A legislative panel voted Thursday to reduce ASU’s state funding by almost $90 million next year.
Senate Bill 1612, sponsored by Sen. Andy Biggs, R-Gilbert, passed the House Appropriations Committee 9-3 and will proceed to the House floor. The original version of the bill cut funding to Arizona’s universities by about $107 million.
In January, Gov. Jan Brewer proposed cutting funding for all three universities by $170 million. ASU’s tuition increase proposal that will be considered by the Arizona Board of Regents April 7 was drafted based on Brewer’s budget plan.
ASU President Michael Crow said the University does not intend to raise tuition if the state approves larger cuts, but said there is a possibility of reducing the school’s financial aid.
Appropriations Committee Chairman Rep. John Kavanagh, R-Fountain Hills, said the cuts were necessary.
“Nobody likes taking away things,” Kavanagh said. “It’s a difficult budget but a necessary budget.”
Republicans said this budget was balanced and did not roll over deficits into next year.
Vice Chairman Steve Court, R-Mesa, who’s been in office since 2009, said this was the first budget he voted for that he felt “reasonably good about.”
“We’ve made a big step this year by not doing the rollovers and accruing more debt,” Court said.
Rep. Anna Tovar, D-Tolleson, said this budget unfairly shifts the financial responsibilities of the state.

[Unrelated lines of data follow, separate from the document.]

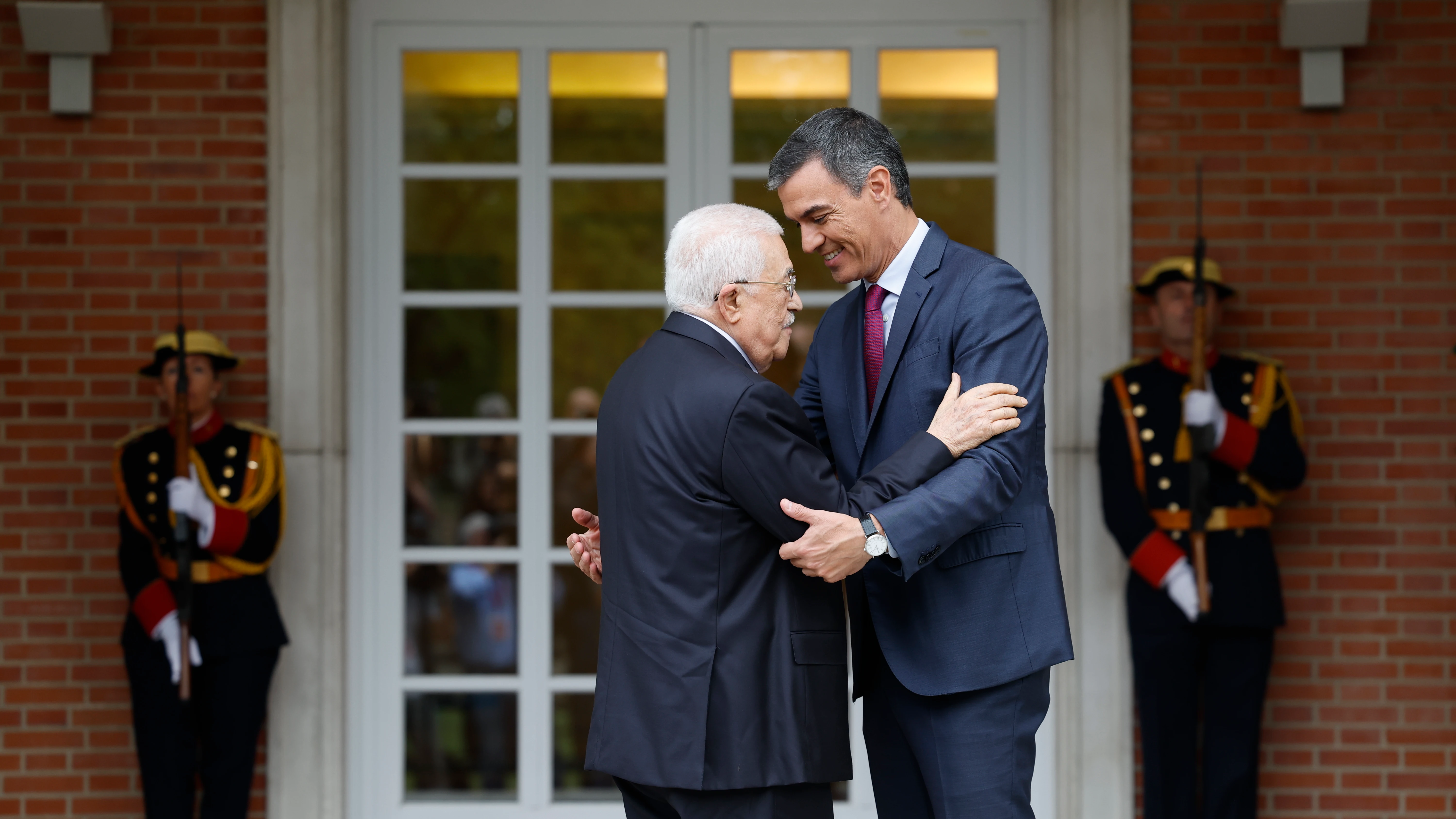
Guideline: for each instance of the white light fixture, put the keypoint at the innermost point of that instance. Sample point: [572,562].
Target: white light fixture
[71,34]
[1321,30]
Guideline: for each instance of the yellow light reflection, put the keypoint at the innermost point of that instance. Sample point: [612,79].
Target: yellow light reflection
[617,75]
[790,75]
[462,74]
[938,74]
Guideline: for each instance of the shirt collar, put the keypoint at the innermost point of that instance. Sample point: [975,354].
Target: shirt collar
[895,276]
[732,340]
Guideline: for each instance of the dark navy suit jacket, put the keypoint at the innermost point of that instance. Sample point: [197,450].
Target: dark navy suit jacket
[720,665]
[976,600]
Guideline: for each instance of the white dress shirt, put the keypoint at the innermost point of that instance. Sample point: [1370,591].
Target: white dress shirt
[895,276]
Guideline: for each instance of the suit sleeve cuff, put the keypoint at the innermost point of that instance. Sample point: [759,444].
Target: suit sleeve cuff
[1240,442]
[1154,557]
[229,531]
[152,604]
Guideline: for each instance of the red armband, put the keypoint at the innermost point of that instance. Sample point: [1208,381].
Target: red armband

“This budget balances the state budget but carries that burden over to the counties and cities,” Tovar said.
The committee’s vote was a choice, not a necessity, said Rep. Chad Campbell, D-Phoenix.
Campbell is a longtime supporter of closing loopholes in the state tax code. He said this will bring in more revenue to the state and is an alternative to cutting funding for programs.

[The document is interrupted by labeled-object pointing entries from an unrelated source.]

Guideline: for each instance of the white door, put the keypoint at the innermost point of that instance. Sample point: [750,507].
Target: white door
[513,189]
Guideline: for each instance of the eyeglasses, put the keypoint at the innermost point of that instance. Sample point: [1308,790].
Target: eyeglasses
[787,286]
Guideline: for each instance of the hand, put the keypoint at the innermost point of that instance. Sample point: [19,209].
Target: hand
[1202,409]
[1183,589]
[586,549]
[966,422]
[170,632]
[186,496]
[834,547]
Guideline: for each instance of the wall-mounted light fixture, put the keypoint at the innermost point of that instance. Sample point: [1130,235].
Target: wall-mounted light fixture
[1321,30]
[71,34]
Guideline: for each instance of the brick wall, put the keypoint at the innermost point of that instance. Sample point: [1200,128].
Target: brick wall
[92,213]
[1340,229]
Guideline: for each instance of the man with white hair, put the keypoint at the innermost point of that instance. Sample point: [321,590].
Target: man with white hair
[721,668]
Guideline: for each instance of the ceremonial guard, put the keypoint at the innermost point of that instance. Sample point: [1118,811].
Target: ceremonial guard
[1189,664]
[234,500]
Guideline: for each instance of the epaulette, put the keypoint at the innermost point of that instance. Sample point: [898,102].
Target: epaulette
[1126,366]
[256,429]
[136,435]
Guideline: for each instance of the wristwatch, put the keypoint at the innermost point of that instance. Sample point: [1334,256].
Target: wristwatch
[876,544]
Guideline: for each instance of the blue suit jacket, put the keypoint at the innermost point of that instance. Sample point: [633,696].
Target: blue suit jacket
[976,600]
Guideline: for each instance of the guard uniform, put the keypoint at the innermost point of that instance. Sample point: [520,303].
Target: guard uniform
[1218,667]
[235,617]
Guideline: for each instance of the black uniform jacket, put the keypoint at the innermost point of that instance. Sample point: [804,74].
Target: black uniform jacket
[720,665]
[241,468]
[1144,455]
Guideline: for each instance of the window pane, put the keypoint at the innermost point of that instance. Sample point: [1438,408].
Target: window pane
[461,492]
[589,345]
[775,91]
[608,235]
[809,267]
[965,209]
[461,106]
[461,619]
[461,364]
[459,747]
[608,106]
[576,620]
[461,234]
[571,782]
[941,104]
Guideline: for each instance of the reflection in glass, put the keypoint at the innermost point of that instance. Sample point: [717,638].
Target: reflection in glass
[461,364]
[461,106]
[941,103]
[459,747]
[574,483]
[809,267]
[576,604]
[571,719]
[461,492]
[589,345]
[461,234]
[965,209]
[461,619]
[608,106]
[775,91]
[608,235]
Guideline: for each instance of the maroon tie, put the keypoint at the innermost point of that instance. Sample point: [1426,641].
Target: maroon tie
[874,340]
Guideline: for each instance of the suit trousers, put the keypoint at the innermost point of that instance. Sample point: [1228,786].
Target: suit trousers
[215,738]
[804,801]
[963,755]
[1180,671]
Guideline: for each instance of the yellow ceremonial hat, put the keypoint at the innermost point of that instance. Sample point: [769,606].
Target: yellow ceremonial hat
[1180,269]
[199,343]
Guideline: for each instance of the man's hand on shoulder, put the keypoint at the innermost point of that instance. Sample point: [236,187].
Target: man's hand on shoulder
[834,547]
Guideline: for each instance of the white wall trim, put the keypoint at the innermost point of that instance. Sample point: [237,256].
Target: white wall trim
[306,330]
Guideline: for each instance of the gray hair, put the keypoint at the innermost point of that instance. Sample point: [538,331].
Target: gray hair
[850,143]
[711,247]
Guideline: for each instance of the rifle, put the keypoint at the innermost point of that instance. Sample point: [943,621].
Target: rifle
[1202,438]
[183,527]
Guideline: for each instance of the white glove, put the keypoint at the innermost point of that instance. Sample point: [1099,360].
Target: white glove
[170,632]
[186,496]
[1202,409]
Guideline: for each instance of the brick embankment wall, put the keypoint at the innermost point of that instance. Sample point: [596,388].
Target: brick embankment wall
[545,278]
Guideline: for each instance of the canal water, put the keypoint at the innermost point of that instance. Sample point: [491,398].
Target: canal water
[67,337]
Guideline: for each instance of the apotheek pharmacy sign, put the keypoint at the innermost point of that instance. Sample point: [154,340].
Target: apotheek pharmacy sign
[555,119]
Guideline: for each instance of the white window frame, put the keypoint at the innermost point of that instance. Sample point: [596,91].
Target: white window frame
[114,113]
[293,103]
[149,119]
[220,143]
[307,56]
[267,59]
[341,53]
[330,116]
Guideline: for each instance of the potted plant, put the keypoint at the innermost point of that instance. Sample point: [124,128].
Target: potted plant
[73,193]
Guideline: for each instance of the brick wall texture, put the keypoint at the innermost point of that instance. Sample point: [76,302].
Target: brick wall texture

“I am hoping that sometime in the future we’re going to figure out we need to do this,” Campbell said of reforming the tax code. “[Residents] are sick of seeing Arizona going down this pathway that is taking us from what used to be a very competitive state to one that is falling behind.”
The Senate will consider the House’s budget plan on Friday. If both approve the same budget, it will then go to the governor.
Republicans hold a large enough majority in both houses to override a veto and pass a budget without Democratic support.